Je viens tout juste de corriger la page d'hier, bourrée de petites fautes, un peu comme de la dyslexie, des coquilles que je n'avais même pas vues à la relecture, et que je fais d'habitude quand j'écris vite, avec la tête pleine d'idées qui galopent un peu ailleurs. J'ai donc révisé et rectifié : des « la » au lieu de « le », des accents qui se prenaient pour d'autres, des lettres oubliées, des virgules déplacées, et même des codes html pas posés, bref tout un charabia sur toute une longue page qui avait l'air brouillon et négligée comme tout. Pas un seul lecteur ne m'a écrit pour se plaindre, ou pour me signaler les erreurs.

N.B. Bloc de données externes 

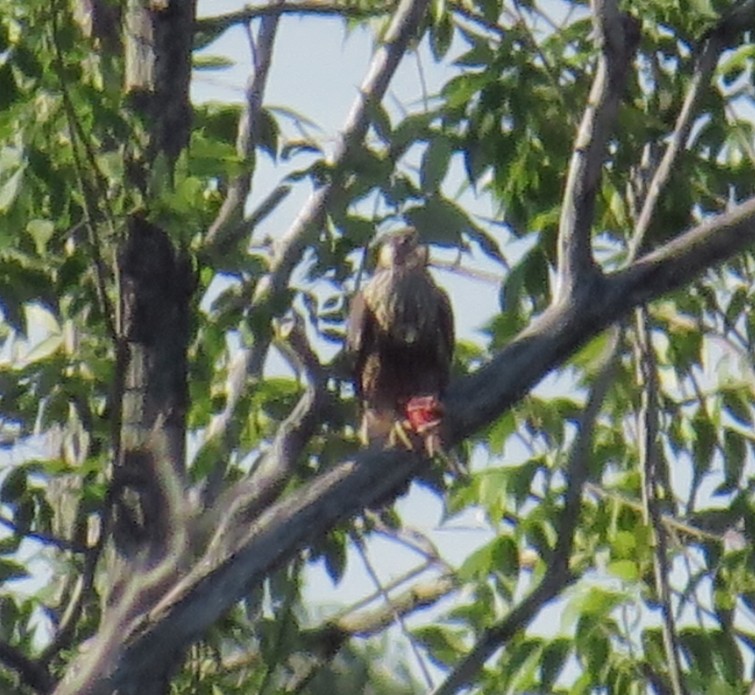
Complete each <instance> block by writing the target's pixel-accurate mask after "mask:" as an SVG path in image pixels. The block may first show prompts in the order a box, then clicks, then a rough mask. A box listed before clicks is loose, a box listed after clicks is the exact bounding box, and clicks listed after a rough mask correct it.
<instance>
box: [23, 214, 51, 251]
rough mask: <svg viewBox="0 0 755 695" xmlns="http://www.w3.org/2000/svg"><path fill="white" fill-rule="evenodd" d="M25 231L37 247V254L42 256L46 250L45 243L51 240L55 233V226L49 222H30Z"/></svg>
mask: <svg viewBox="0 0 755 695" xmlns="http://www.w3.org/2000/svg"><path fill="white" fill-rule="evenodd" d="M26 231H27V233H28V234H29V235H30V236H31V238H32V239H34V243H35V244H36V246H37V253H38V254H39V255H40V256H42V255H44V253H45V249H46V248H47V242H48V241H50V239H52V235H53V234H54V233H55V225H54V224H53V223H52V222H51V221H50V220H40V219H35V220H30V221H29V223H28V224H27V225H26Z"/></svg>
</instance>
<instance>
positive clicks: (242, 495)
mask: <svg viewBox="0 0 755 695" xmlns="http://www.w3.org/2000/svg"><path fill="white" fill-rule="evenodd" d="M278 344H279V346H280V348H281V354H282V355H283V357H284V358H285V359H286V360H288V361H289V364H291V366H292V368H294V369H295V370H296V371H297V372H299V373H302V374H304V376H305V377H306V386H305V391H304V393H303V394H302V396H301V398H300V399H299V401H298V402H297V404H296V406H295V407H294V409H293V410H292V411H291V413H290V414H289V415H288V417H286V419H285V420H283V422H281V424H280V426H279V427H278V431H277V433H276V435H275V438H274V439H273V442H272V444H271V446H270V449H269V450H268V451H267V452H266V453H265V455H264V456H262V457H261V458H260V460H259V462H258V464H257V465H256V466H255V468H254V470H253V472H252V474H251V475H250V476H249V477H248V478H246V479H245V480H243V481H241V482H240V483H239V484H238V486H236V487H235V488H233V489H232V490H230V491H228V492H226V493H224V494H223V495H221V497H220V499H219V500H218V503H217V504H216V505H215V508H216V509H215V511H216V512H217V513H218V514H221V515H222V517H223V521H222V524H221V526H220V528H219V529H218V530H217V531H216V532H215V539H216V541H217V542H221V543H222V544H223V545H225V546H227V545H228V544H229V543H230V542H231V539H233V538H235V536H236V533H234V529H238V528H239V527H240V525H242V526H243V525H244V524H247V523H249V521H250V520H251V519H252V518H254V516H255V515H256V514H257V513H258V511H259V510H260V509H262V508H263V507H265V506H266V505H268V504H270V503H271V502H272V501H273V500H275V499H276V498H277V496H278V495H279V494H280V492H281V491H282V490H283V488H284V486H285V484H286V481H287V480H288V478H289V477H290V475H291V471H292V468H293V466H294V465H295V463H296V462H297V460H298V458H299V455H300V454H301V452H302V450H303V449H304V447H305V445H306V443H307V441H308V440H309V438H310V436H311V435H312V433H313V431H314V428H315V426H316V425H317V422H318V421H319V418H320V416H321V413H322V410H323V408H324V406H325V403H326V401H327V397H328V394H327V390H326V381H327V374H326V372H325V370H324V369H323V367H322V365H321V364H320V361H319V360H318V358H317V355H316V354H315V352H314V350H313V349H312V346H311V345H310V344H309V340H308V338H307V335H306V331H305V327H304V320H303V319H302V318H301V317H299V316H298V314H293V318H292V319H291V320H289V321H286V322H284V323H282V324H281V323H279V324H278ZM204 497H205V504H206V505H208V504H210V503H212V502H214V500H215V491H213V490H212V489H208V490H206V491H205V493H204Z"/></svg>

Peut-être qu'ils s'en fichent éperdument, qu'ils ont bien d'autres choses à faire ou encore qu'ils se disent « cela ne me concerne pas », ou encore « elle peut bien faire toutes les fautes qu'elle veut celle-là, elle se prend pour qui d'écrire autant, d'écrire tout le temps ». Peut-être qu'ils ne reviendront pas à cause de ça et qu'après le journal va mourir faute de lecteurs quel malheur. Et moi je me suis levée à six heures du matin. Hier soir j'ai lu au lit, j'ai tout fini de lire les lettres de Beauvoir à Sartre jusqu'au 31 décembre 1939. Une bonne lecture, un bon livre qui m'a tenue intéressée jusqu'à la dernière page. Vivement vendredi, que j'emprunte le volume deux. Ces deux livres, j'ai carrément eu envie de les voler à la bibliothèque. Mais je ne le ferai pas parce que je ne suis pas une voleuse, et je me promets de les acheter un jour parce que je les veux pour toujours avec moi. C'est assez nouveau que je me pâme presque pour des lettres, je n'avais jamais trop apprécié le genre épistolaire avant, à part les Lettres à Miléna et quelques autres incontournables grandes lettres de la littérature. Avec mon premier café tout à l'heure, j'ai repris les Lettres d'amour à Brenda Vénus. Miller lui conseille plusieurs livres et des films. Je note tous ceux que je n'ai pas lus ou vus dans mon petit carnet noir, pour mon prochain passage à la bibliothèque, ou à la librairie.